The way to make public schools like the private schools is to give parents a true choice about where their children attend school, by giving each parent a voucher for each of their children, in the amount currently confiscated in taxes by the government for government schools, to be spent at the school of their choice, public or private, OR we could just do away with public education altogether. It is certainly not Constitutional. By doing away with the entire system, parents are not taxed at all for public education, and can educate their children as they see fit with the thousands of dollars in taxes they will save each year. Then, in an atmosphere of true and open free-market competition, the good schools would not only survive but flourish, and the bad schools would be out of business.
Comment by Phil on September 17, 2011 at 9:32am Yup. Jimmy Carters Dept. of Education. Abolish it.

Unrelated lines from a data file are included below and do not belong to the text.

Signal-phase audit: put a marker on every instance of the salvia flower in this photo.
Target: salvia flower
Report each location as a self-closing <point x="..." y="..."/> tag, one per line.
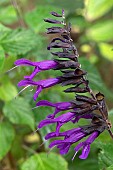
<point x="66" y="60"/>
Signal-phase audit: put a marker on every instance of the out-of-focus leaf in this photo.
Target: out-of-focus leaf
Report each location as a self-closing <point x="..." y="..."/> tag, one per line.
<point x="7" y="14"/>
<point x="2" y="57"/>
<point x="8" y="63"/>
<point x="19" y="41"/>
<point x="101" y="31"/>
<point x="91" y="163"/>
<point x="110" y="167"/>
<point x="6" y="138"/>
<point x="7" y="91"/>
<point x="77" y="22"/>
<point x="70" y="5"/>
<point x="18" y="111"/>
<point x="35" y="19"/>
<point x="95" y="79"/>
<point x="96" y="9"/>
<point x="106" y="155"/>
<point x="106" y="51"/>
<point x="41" y="162"/>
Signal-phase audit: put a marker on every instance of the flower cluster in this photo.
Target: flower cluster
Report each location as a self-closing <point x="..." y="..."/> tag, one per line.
<point x="66" y="60"/>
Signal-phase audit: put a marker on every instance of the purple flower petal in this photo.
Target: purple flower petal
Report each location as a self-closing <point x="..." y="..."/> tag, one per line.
<point x="64" y="148"/>
<point x="85" y="152"/>
<point x="38" y="91"/>
<point x="92" y="137"/>
<point x="64" y="118"/>
<point x="41" y="84"/>
<point x="24" y="61"/>
<point x="58" y="106"/>
<point x="39" y="66"/>
<point x="65" y="134"/>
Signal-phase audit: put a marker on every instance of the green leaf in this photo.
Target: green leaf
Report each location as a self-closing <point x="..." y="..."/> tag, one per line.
<point x="35" y="19"/>
<point x="106" y="155"/>
<point x="6" y="138"/>
<point x="2" y="58"/>
<point x="70" y="5"/>
<point x="101" y="31"/>
<point x="106" y="50"/>
<point x="7" y="91"/>
<point x="95" y="79"/>
<point x="7" y="14"/>
<point x="19" y="41"/>
<point x="18" y="111"/>
<point x="96" y="9"/>
<point x="42" y="162"/>
<point x="110" y="167"/>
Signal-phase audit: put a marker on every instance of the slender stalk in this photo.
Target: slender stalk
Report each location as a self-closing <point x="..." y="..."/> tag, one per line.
<point x="16" y="5"/>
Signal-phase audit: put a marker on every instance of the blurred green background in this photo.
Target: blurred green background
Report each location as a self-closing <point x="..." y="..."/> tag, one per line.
<point x="22" y="34"/>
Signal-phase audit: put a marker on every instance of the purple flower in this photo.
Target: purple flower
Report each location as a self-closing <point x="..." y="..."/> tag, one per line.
<point x="70" y="137"/>
<point x="60" y="106"/>
<point x="62" y="119"/>
<point x="41" y="84"/>
<point x="39" y="66"/>
<point x="86" y="145"/>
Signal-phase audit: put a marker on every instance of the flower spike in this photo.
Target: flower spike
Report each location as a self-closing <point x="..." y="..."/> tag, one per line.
<point x="81" y="107"/>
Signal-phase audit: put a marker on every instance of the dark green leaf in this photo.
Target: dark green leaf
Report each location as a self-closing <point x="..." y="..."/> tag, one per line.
<point x="42" y="162"/>
<point x="95" y="79"/>
<point x="101" y="31"/>
<point x="106" y="50"/>
<point x="6" y="138"/>
<point x="7" y="91"/>
<point x="18" y="111"/>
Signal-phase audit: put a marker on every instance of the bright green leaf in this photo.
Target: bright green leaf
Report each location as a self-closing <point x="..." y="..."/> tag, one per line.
<point x="68" y="4"/>
<point x="7" y="91"/>
<point x="19" y="41"/>
<point x="42" y="162"/>
<point x="18" y="111"/>
<point x="95" y="79"/>
<point x="110" y="167"/>
<point x="35" y="19"/>
<point x="7" y="14"/>
<point x="6" y="138"/>
<point x="101" y="31"/>
<point x="2" y="58"/>
<point x="96" y="9"/>
<point x="106" y="50"/>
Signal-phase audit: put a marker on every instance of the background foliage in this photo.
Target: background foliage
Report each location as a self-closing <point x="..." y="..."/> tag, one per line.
<point x="22" y="34"/>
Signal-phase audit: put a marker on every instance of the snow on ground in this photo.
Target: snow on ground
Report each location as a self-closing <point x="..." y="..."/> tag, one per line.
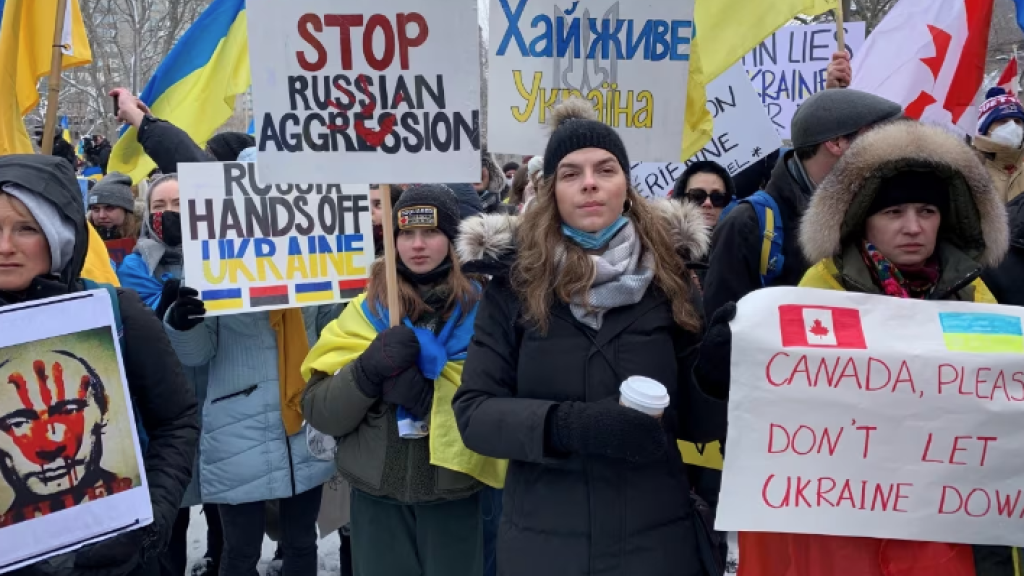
<point x="330" y="562"/>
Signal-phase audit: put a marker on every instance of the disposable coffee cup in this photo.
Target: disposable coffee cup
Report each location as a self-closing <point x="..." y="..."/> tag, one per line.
<point x="644" y="395"/>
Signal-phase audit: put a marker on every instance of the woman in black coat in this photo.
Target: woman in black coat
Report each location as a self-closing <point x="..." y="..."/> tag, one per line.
<point x="593" y="292"/>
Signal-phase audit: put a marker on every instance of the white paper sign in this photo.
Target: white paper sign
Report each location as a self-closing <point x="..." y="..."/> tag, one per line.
<point x="742" y="135"/>
<point x="630" y="59"/>
<point x="250" y="247"/>
<point x="860" y="415"/>
<point x="790" y="66"/>
<point x="366" y="91"/>
<point x="71" y="468"/>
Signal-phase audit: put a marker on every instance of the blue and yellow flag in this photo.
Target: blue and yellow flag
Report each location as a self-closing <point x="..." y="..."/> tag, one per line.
<point x="26" y="48"/>
<point x="196" y="85"/>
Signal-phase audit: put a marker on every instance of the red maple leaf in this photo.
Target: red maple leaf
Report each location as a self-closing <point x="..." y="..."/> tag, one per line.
<point x="818" y="330"/>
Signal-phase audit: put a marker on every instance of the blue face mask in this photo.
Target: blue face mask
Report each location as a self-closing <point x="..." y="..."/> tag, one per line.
<point x="597" y="240"/>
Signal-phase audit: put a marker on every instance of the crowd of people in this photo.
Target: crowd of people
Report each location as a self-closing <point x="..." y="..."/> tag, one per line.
<point x="526" y="299"/>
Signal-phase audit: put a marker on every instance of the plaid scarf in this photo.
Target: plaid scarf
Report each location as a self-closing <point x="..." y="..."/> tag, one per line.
<point x="909" y="284"/>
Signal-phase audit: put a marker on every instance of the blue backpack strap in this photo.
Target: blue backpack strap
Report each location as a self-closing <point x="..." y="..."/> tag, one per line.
<point x="770" y="220"/>
<point x="143" y="439"/>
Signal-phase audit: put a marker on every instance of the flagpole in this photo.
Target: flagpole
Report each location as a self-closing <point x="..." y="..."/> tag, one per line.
<point x="53" y="91"/>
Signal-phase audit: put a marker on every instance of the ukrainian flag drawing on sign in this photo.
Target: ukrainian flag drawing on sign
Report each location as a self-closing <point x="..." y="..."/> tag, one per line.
<point x="217" y="300"/>
<point x="982" y="333"/>
<point x="314" y="292"/>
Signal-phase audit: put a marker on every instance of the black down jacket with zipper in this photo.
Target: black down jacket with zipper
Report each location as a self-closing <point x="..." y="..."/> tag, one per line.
<point x="581" y="515"/>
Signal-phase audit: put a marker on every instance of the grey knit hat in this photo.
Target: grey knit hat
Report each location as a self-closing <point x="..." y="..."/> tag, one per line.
<point x="835" y="113"/>
<point x="428" y="206"/>
<point x="114" y="190"/>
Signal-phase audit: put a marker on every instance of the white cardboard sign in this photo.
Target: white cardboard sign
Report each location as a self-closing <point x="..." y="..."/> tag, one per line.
<point x="790" y="66"/>
<point x="743" y="134"/>
<point x="860" y="415"/>
<point x="67" y="430"/>
<point x="366" y="91"/>
<point x="259" y="247"/>
<point x="630" y="59"/>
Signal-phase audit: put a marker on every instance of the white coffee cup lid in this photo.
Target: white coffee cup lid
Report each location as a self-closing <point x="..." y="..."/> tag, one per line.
<point x="645" y="394"/>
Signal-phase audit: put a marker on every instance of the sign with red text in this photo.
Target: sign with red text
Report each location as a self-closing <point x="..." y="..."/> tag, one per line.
<point x="71" y="464"/>
<point x="387" y="90"/>
<point x="250" y="247"/>
<point x="862" y="415"/>
<point x="630" y="59"/>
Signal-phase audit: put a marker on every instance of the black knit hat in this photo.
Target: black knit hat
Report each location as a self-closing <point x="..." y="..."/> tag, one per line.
<point x="428" y="206"/>
<point x="577" y="127"/>
<point x="911" y="187"/>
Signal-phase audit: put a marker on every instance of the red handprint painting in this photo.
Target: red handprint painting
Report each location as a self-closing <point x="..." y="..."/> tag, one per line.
<point x="66" y="438"/>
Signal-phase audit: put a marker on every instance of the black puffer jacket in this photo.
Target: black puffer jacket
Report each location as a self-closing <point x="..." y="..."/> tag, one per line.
<point x="582" y="516"/>
<point x="163" y="397"/>
<point x="1007" y="281"/>
<point x="733" y="268"/>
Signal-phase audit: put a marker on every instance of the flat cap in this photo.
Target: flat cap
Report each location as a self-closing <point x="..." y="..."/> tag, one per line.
<point x="838" y="112"/>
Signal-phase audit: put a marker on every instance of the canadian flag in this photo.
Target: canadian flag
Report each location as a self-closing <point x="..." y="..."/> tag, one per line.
<point x="820" y="327"/>
<point x="929" y="55"/>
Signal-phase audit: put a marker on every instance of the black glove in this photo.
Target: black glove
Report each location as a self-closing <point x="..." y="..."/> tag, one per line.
<point x="185" y="305"/>
<point x="412" y="391"/>
<point x="713" y="371"/>
<point x="167" y="296"/>
<point x="391" y="353"/>
<point x="606" y="428"/>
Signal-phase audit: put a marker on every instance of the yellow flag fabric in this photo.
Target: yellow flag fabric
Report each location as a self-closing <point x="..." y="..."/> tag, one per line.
<point x="725" y="32"/>
<point x="196" y="85"/>
<point x="97" y="261"/>
<point x="348" y="336"/>
<point x="26" y="49"/>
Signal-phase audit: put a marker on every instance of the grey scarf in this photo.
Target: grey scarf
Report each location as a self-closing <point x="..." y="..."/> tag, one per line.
<point x="622" y="276"/>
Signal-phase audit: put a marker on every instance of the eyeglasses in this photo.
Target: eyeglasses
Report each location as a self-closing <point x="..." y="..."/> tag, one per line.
<point x="697" y="196"/>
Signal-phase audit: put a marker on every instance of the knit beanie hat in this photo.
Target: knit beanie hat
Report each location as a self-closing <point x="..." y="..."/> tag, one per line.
<point x="428" y="206"/>
<point x="577" y="127"/>
<point x="59" y="232"/>
<point x="911" y="187"/>
<point x="997" y="106"/>
<point x="114" y="190"/>
<point x="830" y="114"/>
<point x="227" y="146"/>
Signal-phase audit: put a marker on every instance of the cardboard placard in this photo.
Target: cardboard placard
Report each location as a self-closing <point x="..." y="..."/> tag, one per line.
<point x="251" y="247"/>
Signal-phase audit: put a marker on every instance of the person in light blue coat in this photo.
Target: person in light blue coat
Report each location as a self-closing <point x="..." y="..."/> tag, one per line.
<point x="246" y="455"/>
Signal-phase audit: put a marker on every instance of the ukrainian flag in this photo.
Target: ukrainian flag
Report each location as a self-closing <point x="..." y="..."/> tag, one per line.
<point x="982" y="333"/>
<point x="196" y="85"/>
<point x="26" y="48"/>
<point x="314" y="292"/>
<point x="218" y="300"/>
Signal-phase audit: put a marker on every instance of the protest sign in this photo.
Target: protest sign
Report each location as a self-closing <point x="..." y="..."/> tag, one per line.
<point x="864" y="415"/>
<point x="630" y="59"/>
<point x="71" y="468"/>
<point x="742" y="135"/>
<point x="790" y="66"/>
<point x="251" y="247"/>
<point x="366" y="91"/>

It's unconstitutional period.
Comment by Shirley Eliakis on September 17, 2011 at 9:27am Take my word for it, please, I have family members in the teaching profession who are dedicated and inspirational. They are committed to not only their students, but to their students' families. They deal with a careless society. They deal with irresponsibility. They don't care about perks like they care about the kids they work with every day. We need to start looking for ways to honor the honorable and ignore the disreputable and unsavory that cast a bad shadow over those who truly are worthy of praise.
I believe that Americans are bright enough to come up with ways to reward those who work hard and put their hearts, minds and energy into a goal that they know inwardly to be their very life's purpose. Some who humbly wear the title of teacher need to be put into the forefront.

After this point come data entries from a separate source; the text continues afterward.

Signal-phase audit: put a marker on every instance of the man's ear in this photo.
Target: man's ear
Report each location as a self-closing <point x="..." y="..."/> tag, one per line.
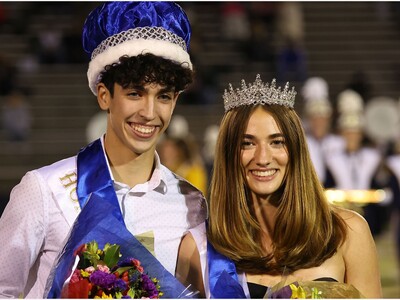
<point x="176" y="96"/>
<point x="103" y="96"/>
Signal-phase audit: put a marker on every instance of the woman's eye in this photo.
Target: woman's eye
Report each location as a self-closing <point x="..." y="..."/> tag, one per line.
<point x="246" y="144"/>
<point x="133" y="94"/>
<point x="165" y="97"/>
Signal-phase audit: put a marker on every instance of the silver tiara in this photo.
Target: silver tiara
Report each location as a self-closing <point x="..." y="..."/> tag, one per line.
<point x="259" y="93"/>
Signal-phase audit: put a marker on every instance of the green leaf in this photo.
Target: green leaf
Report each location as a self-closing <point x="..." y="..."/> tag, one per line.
<point x="111" y="255"/>
<point x="122" y="270"/>
<point x="131" y="293"/>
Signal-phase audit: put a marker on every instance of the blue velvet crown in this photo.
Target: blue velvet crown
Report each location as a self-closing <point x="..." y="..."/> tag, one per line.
<point x="115" y="29"/>
<point x="112" y="18"/>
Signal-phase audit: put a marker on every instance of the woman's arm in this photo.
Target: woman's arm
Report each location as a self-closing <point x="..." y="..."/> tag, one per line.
<point x="188" y="269"/>
<point x="360" y="256"/>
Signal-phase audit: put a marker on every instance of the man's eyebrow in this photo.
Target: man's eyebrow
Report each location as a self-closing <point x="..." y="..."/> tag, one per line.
<point x="138" y="87"/>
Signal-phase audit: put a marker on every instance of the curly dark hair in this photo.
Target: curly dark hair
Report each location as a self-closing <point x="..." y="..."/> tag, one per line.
<point x="144" y="69"/>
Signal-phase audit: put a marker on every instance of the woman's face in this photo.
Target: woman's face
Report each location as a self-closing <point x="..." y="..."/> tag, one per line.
<point x="264" y="157"/>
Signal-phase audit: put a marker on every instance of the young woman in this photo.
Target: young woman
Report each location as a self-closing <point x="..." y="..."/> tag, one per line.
<point x="269" y="221"/>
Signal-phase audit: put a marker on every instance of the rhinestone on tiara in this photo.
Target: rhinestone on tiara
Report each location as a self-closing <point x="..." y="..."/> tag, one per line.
<point x="145" y="33"/>
<point x="259" y="93"/>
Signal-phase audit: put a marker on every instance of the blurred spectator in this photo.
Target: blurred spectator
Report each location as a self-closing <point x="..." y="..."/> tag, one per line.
<point x="291" y="59"/>
<point x="7" y="76"/>
<point x="360" y="83"/>
<point x="180" y="153"/>
<point x="96" y="126"/>
<point x="360" y="165"/>
<point x="50" y="44"/>
<point x="17" y="116"/>
<point x="318" y="114"/>
<point x="235" y="23"/>
<point x="393" y="161"/>
<point x="181" y="157"/>
<point x="262" y="16"/>
<point x="208" y="150"/>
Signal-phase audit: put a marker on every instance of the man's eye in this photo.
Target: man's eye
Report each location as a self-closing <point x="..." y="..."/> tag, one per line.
<point x="246" y="144"/>
<point x="133" y="94"/>
<point x="165" y="97"/>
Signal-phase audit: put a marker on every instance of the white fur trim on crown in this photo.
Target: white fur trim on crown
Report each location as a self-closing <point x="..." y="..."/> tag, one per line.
<point x="132" y="48"/>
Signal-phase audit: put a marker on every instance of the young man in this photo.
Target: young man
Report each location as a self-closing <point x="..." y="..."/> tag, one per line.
<point x="115" y="188"/>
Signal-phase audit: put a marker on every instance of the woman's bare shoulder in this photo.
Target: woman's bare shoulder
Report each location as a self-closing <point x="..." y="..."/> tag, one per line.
<point x="355" y="221"/>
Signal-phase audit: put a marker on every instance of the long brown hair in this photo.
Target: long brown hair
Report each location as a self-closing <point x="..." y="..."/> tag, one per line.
<point x="307" y="231"/>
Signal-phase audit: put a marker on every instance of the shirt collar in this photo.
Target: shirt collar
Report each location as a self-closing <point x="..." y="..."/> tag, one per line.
<point x="157" y="181"/>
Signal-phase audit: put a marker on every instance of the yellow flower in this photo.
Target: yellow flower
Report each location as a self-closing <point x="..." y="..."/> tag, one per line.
<point x="297" y="292"/>
<point x="103" y="296"/>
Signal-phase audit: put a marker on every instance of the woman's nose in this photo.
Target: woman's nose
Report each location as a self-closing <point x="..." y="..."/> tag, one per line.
<point x="263" y="155"/>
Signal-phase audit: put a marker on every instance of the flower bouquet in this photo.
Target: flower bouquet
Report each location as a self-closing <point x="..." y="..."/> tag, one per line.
<point x="313" y="290"/>
<point x="99" y="273"/>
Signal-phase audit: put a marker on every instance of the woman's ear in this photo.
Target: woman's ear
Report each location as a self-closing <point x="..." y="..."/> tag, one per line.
<point x="103" y="96"/>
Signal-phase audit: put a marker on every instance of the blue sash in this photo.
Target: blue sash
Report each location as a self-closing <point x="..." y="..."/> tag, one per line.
<point x="223" y="278"/>
<point x="100" y="219"/>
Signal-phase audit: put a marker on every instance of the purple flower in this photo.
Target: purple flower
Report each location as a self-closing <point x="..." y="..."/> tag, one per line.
<point x="149" y="286"/>
<point x="120" y="285"/>
<point x="125" y="262"/>
<point x="103" y="280"/>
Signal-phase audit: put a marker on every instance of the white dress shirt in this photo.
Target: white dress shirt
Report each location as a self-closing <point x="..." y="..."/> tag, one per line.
<point x="43" y="207"/>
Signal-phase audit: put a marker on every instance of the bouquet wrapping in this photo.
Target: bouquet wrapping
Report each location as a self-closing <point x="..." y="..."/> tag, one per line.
<point x="313" y="290"/>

Being the competitive and inspireABLE nation that we are, others will most certainly be inspired to be " ALL THAT THEY CAN BE"!
It's hard to stand by silently when common sense is being abandoned to notoriety and power shows.

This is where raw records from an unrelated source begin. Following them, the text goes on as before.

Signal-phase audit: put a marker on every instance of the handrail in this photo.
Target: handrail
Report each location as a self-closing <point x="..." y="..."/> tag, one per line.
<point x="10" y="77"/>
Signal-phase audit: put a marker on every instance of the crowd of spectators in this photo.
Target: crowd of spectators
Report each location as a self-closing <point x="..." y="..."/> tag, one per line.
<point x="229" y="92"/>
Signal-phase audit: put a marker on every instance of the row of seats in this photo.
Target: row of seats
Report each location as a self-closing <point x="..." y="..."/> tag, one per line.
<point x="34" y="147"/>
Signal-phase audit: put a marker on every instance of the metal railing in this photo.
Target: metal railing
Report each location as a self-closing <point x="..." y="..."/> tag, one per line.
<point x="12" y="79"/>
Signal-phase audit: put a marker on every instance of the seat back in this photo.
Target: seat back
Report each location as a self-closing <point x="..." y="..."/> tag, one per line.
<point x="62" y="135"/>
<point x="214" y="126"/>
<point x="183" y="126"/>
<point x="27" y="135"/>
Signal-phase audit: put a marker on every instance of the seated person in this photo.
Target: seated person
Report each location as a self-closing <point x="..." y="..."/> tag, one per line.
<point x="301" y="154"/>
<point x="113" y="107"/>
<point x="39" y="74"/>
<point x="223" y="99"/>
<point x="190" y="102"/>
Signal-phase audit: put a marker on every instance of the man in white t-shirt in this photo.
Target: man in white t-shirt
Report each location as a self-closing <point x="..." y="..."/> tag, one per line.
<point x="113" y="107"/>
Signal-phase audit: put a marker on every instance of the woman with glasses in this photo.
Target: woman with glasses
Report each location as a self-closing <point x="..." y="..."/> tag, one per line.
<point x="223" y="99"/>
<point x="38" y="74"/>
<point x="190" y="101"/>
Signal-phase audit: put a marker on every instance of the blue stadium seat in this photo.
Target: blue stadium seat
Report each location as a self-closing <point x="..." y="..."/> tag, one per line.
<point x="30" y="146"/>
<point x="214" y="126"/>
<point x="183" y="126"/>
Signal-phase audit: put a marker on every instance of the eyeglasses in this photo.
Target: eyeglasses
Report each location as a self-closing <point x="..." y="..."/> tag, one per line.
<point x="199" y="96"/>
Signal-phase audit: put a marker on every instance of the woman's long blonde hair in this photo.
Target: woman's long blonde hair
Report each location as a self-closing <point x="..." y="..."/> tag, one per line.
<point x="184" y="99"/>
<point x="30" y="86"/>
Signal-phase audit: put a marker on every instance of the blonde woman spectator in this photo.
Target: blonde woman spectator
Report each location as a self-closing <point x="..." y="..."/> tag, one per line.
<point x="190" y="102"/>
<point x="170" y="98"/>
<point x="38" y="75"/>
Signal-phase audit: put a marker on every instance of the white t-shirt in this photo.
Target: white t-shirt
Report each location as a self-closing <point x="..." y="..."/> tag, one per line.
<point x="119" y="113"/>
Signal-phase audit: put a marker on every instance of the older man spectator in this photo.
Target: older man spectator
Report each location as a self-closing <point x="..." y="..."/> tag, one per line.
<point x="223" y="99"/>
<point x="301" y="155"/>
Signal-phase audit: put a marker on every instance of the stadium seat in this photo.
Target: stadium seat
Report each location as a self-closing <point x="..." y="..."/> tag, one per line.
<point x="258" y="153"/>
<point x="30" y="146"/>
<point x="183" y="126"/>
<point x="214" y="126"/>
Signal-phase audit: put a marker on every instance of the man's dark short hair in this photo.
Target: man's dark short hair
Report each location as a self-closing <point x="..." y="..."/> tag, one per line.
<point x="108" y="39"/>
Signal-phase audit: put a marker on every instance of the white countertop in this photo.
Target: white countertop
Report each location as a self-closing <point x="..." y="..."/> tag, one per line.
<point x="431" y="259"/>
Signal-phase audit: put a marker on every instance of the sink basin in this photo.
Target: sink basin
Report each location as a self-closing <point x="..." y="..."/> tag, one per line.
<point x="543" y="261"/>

The most powerful human beings have always been the quiet, busy, modest individuals who are so engaged in being "useful" that their life's joy is inherently connected to their work.
Comment by E B Boyd on September 17, 2011 at 8:47am Does anyone remember a time when teaching was a "calling" just like ministry? I remember when teachers worked long, long hours with relatively low pay but produced knowledgeable students. Teachers from 50 years ago took papers home to be graded, prepared lesson plans on their time, etc. Now we have teachers who have to have days off to do these things and are paid so much better. I think that when we adopted the idea that all kids recieve a trophy instead of demanding that they earn the trophy is where we got into trouble.
This country has abandoned the "self responsibility" idea and have gone to the entitlement society. Teachers have become the substandard employee in a bankrupt company.
Comment by David Crespo on September 16, 2011 at 11:54pm
Comment by Phil on September 16, 2011 at 11:38pm
Comment by Phil on September 16, 2011 at 11:37pm Public unions are nothing but an extortion racket with "We the people" being the victims.
Where's our bargaining rights on how much of our hard work and sweat you are entitled too?
You're not! Public unions are a Ponzi scam and where at the Madoff part now.
Parties over. All public unions must be abolished or this country will NEVER recover.Period.